Geofield Map
DrupalでGeofieldデータを表示・編集するための高度なGoogle Maps統合を提供します。フィールドウィジェット、フォーマッター、Viewsスタイルプラグイン、マップテーマ機能を含みます。
geofield_map
インストール
composer require 'drupal/geofield_map:^11.1'
概要
Geofield Mapは、Google MapsとGeofieldモジュールを統合するDrupal向けの包括的なマッピングソリューションです。地理データの作成・編集のための直感的なGoogle Mapベースのウィジェット、強力な表示フォーマッター、およびGeofieldデータからマップをレンダリングするためのViewsスタイルプラグインを提供します。

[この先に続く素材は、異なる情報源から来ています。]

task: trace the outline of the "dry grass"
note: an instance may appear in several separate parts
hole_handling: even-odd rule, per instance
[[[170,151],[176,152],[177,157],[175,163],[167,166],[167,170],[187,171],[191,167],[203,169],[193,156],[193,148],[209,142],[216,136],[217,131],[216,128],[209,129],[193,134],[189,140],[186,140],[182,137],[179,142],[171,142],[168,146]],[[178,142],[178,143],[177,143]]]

このモジュールは、プラガブルなMap Themerシステムを通じた高度なマーカーテーマ機能を備えており、エンティティタイプ、タクソノミーターム、またはリストフィールド値に基づいて異なるマーカーアイコンを割り当てることができます。また、マップ凡例を表示するためのLegendブロック、マーカークラスタリングサポート、重複マーカーのスパイダー化、カスタムマップスタイリング、ジオコーディング統合、遅延読み込み機能も含まれています。
主な機能として、ウィジェットでのGoogle MapsとLeafletマップライブラリの両方のサポート、Google Places Autocomplete統合、HTML5ジオロケーション、住所フィールドを自動入力する逆ジオコーディング、広範なマップコントロールとズーム設定があります。また、開発者がマップの動作を拡張・カスタマイズするためのhookも提供しています。
Features
- ドラッグ&ドロップでマーカーを配置して地理的ポイントを作成・編集するためのGoogle Mapベースのフィールドウィジェット
- カスタマイズ可能なマーカーとインフォウィンドウを備えたインタラクティブマップとしてGeofieldデータを表示するGoogle Mapフィールドフォーマッター
- 複数のエンティティを単一のマップ上にマーカーとして表示するViewsスタイルプラグイン(Geofield Google Map)
- エンティティタイプ/バンドル、タクソノミーターム、またはリストフィールド値に基づいて異なるマーカーアイコンを割り当てるMap Themerプラグインシステム
- Viewsで設定されたMap Themerに基づいてマップ凡例を表示するLegendブロック
- ウィジェットでのGoogle MapsとLeaflet.jsライブラリの両方のサポート
- 住所ジオコーディングのためのGoogle Places Autocomplete統合
- 代替ジオコーディングプロバイダーのためのGeocoderモジュール統合
- 自動位置検出のためのHTML5 Geolocationサポート
- マップ座標から住所フィールドを自動入力する逆ジオコーディング
- 多数のマーカーを処理するためのMarkerClustererライブラリを使用したマーカークラスタリング
- 同一位置のマーカーを処理するためのOverlapping Marker Spiderfier(OMS)
- Google Maps Styling Wizard JSONを使用したカスタムマップスタイリングサポート
- 多数のマーカーでのパフォーマンス向上のためのAjax読み込みインフォウィンドウコンテンツ
- ページ読み込みパフォーマンス向上のためのマップの遅延読み込み
- 広範なマップコントロール設定(ズーム、パン、マップタイプ、スケール、ストリートビュー、フルスクリーン)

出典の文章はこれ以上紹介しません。